What makes the story even better is that Glass followed up Daisey’s decision with an equally ruinous one. It’s almost Shakespearean, as the twin desires of these two men cause them to betray their common sense. Glass, at the very least, is free from the accusation that he made a decision out of fear.

Glass, when confronted with someone unwilling to submit to fact-checking, decided not to take it as the red flag it was (which he admits was a mistake). If TAL really is the bastion of journalistic standards they claim to be (which the Ira Glass who once ran prank calls and memoirs of encounters with voodoo in the same episode back in 1996 would no doubt find hilarious), then they should have submitted his story to the same scrutiny they would have for any amateur reporter. Considering how easy it was for Marketplace reporter Rob Schmitz to track down Daisey’s translator, the fact that Glass and Co. didn’t bother is particularly damning.

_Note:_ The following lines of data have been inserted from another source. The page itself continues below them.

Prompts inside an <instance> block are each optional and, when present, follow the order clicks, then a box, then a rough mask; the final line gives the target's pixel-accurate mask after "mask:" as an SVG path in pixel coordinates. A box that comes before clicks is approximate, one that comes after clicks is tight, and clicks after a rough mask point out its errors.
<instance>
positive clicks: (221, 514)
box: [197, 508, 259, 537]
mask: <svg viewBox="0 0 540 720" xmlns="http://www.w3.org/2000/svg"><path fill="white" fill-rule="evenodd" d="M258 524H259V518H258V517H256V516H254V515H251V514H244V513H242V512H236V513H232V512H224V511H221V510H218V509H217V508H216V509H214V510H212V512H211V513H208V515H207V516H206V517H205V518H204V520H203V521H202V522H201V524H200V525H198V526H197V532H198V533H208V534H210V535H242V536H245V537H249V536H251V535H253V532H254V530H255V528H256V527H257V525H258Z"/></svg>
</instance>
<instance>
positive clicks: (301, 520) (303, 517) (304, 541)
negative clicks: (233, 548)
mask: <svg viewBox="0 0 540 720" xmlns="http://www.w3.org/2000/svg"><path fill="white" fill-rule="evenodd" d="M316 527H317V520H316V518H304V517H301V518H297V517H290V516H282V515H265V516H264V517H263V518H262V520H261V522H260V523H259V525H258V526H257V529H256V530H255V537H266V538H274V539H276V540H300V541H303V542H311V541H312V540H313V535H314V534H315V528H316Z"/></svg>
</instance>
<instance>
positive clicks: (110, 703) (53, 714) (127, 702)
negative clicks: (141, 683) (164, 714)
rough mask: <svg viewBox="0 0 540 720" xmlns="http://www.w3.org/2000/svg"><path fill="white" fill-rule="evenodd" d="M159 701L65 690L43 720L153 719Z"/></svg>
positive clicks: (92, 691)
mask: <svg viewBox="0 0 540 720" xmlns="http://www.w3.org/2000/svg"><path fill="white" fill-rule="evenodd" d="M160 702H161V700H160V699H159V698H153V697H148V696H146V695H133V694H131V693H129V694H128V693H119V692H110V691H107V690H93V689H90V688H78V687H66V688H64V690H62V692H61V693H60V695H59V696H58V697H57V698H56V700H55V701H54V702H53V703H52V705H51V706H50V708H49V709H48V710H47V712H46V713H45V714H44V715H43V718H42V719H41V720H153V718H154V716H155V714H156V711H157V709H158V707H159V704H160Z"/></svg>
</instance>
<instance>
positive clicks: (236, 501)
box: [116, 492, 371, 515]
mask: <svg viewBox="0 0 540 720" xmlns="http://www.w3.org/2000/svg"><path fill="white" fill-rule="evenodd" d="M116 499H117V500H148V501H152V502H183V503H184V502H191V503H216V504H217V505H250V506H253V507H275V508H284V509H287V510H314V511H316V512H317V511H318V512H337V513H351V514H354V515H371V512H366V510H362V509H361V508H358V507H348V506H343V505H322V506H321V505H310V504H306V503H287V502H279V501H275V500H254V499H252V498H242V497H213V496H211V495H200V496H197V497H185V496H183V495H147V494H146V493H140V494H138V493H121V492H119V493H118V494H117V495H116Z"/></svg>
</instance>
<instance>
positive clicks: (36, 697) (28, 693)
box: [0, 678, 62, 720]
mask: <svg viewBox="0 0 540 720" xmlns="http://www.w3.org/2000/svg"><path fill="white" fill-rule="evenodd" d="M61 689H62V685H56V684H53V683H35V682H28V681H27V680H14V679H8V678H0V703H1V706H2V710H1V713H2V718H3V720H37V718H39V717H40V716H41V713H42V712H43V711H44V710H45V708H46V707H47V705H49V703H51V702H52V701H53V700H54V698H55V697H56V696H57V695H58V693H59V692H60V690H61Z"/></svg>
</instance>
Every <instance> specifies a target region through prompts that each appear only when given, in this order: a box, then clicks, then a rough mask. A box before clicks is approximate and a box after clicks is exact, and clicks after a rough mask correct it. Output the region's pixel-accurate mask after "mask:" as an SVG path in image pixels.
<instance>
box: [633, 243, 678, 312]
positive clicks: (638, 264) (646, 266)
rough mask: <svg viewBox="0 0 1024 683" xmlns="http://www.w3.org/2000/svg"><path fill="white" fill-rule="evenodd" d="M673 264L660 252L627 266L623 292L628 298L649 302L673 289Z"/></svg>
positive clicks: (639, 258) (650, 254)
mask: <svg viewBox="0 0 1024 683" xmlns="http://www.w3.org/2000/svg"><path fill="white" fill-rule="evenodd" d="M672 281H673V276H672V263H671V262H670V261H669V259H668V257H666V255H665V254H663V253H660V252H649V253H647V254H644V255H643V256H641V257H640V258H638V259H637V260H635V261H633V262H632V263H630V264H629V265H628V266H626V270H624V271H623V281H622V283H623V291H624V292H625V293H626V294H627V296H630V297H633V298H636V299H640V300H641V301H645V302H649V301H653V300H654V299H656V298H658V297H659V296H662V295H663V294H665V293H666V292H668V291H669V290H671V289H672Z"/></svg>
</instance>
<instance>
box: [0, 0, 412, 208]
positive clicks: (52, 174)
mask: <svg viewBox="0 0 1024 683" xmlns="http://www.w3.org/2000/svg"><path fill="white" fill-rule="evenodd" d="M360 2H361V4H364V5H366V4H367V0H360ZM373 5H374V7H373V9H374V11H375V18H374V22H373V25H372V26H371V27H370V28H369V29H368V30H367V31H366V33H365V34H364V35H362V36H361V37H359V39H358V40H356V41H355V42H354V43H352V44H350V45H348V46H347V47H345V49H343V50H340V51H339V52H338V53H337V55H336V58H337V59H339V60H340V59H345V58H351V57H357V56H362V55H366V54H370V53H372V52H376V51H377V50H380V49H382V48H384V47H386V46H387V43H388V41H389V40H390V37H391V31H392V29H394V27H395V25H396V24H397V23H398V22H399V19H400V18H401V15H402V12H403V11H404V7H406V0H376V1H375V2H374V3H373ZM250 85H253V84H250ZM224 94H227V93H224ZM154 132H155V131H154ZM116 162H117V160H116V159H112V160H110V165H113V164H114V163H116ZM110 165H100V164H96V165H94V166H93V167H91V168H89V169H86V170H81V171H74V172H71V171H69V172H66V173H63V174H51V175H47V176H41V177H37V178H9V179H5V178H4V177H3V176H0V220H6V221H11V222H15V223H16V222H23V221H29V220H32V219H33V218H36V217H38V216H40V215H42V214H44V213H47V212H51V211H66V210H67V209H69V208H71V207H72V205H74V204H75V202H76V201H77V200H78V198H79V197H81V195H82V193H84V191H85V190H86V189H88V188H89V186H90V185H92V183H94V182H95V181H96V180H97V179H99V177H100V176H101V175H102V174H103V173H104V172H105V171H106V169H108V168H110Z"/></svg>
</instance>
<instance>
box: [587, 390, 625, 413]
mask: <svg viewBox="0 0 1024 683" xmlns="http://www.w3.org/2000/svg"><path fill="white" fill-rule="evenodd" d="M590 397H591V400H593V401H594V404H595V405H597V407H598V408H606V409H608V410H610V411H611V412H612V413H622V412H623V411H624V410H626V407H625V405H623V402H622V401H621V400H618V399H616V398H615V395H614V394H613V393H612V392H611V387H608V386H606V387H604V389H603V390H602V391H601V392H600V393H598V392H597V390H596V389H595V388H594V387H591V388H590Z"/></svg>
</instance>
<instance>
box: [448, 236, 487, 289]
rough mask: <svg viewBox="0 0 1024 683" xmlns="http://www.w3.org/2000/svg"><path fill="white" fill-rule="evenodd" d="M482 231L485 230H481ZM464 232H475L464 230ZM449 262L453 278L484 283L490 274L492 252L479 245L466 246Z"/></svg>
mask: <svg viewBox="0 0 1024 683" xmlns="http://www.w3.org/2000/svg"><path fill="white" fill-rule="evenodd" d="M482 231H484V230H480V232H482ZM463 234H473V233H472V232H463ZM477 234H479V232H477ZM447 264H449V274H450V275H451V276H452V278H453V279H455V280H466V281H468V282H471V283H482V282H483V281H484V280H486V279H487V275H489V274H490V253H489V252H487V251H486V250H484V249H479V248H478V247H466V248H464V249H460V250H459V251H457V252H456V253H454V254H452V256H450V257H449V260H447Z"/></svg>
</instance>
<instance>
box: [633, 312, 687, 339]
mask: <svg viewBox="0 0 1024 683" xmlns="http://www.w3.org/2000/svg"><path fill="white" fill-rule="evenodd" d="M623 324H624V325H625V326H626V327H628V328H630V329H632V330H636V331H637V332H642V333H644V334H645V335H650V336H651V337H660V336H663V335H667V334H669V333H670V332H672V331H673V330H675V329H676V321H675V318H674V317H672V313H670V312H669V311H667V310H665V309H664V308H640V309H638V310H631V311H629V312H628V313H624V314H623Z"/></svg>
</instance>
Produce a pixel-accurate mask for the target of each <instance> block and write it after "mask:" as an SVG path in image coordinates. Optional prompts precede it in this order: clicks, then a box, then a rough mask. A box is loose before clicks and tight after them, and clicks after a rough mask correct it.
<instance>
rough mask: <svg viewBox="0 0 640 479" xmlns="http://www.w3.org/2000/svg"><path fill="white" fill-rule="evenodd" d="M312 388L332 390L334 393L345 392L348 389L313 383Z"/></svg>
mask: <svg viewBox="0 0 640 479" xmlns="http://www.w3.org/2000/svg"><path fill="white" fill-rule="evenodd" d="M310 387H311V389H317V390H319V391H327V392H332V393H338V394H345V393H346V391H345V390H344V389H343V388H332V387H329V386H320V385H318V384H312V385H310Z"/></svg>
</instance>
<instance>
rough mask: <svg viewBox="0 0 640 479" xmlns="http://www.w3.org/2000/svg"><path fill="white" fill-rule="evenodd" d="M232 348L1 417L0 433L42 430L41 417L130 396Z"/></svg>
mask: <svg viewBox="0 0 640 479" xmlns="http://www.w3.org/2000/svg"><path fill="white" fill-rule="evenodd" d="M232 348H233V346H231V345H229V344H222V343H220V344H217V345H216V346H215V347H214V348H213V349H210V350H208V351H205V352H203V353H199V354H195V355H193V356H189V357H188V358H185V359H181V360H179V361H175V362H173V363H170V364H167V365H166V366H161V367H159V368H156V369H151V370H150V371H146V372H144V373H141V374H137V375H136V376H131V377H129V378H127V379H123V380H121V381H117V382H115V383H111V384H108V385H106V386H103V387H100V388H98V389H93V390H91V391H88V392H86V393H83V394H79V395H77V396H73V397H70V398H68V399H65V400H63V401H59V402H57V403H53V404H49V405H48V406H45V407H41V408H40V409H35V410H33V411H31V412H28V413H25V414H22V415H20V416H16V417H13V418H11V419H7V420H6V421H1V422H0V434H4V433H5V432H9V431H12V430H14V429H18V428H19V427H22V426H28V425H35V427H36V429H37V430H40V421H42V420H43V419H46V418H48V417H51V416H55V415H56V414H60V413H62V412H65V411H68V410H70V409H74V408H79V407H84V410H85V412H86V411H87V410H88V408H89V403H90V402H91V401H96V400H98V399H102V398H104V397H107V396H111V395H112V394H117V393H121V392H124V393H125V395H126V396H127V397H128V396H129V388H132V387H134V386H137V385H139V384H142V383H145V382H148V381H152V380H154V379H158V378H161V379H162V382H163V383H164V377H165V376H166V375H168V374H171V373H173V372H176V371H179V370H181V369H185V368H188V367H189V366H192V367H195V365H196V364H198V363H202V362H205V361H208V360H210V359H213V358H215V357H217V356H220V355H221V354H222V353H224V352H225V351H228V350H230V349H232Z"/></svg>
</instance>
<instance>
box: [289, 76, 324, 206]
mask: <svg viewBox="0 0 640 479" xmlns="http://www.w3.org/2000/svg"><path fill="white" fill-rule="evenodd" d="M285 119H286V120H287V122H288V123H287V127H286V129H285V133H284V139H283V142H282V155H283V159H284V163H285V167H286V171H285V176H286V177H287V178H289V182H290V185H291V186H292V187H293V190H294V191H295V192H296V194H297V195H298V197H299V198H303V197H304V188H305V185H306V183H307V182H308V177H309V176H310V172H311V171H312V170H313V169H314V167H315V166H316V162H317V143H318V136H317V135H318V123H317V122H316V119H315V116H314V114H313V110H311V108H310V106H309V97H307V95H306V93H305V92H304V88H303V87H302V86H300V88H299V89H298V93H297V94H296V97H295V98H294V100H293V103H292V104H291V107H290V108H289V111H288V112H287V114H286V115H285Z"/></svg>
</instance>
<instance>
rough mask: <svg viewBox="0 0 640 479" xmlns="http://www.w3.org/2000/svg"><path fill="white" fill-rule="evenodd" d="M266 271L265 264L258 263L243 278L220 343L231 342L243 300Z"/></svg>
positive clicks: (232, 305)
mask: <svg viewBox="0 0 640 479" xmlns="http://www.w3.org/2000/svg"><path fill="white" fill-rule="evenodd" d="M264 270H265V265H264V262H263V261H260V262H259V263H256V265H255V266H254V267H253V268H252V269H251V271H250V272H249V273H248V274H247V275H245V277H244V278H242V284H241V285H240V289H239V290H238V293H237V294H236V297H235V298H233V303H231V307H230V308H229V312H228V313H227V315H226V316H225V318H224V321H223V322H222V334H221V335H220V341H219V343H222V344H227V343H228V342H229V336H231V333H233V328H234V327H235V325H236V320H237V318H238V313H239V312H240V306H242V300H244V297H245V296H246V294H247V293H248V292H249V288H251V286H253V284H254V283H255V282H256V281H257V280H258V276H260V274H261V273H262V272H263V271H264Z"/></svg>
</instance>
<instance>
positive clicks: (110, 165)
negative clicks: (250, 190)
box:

To TAL and Glass’s credit, they didn’t have to reveal any this, much less do devote a episode to how they failed their own standards. And they do show themselves as shouldering some of the responsibility. Both men saw how this could be powerful, popular episode of TAL (which it was), and that vision blinded them.

I find myself thinking about what separates Daisey from Mike Birbigila, Sarah Vowell, David Rackoff and David Sedaris, all of whom have presented presumably “real life,” accounts on TAL with some fiction massaging to make them funnier and more engaging. And I keep coming back to that moment, that decision Daisey made. Rather than being upfront about his art, he hid. He was ashamed of the fictional elements. He had no faith in the fiction, so he tried to pass it off as fact. Whether or not the work would have stood up as fabrication based in truth, is unknown. Because Mike Daisey never gave it the chance. He can puff up with pride about the power and emotional resonance of his piece of theatre now, but when it truly came time for his work to stand on it’s own as art, he crumpled.

The story of Mike Daisey versus Ira Glass is the story that goes on inside every artist’s head. Daisey made a decision because ashamed of the work he claims to be the most proud of. This apparent disconnect is something many artist feel, simultaneously proud of their achievement and painfully aware of how it fell short of our standards. At any moment, the jig will be up, and we’ll be called on how we’ve been faking all this time. Every artist has cagematch for integrity with themselves, every time they create something.

Not all of us will have the clear opportunity Mike Daisey had, to choose between shame and pride. But I think we can all see the consequences.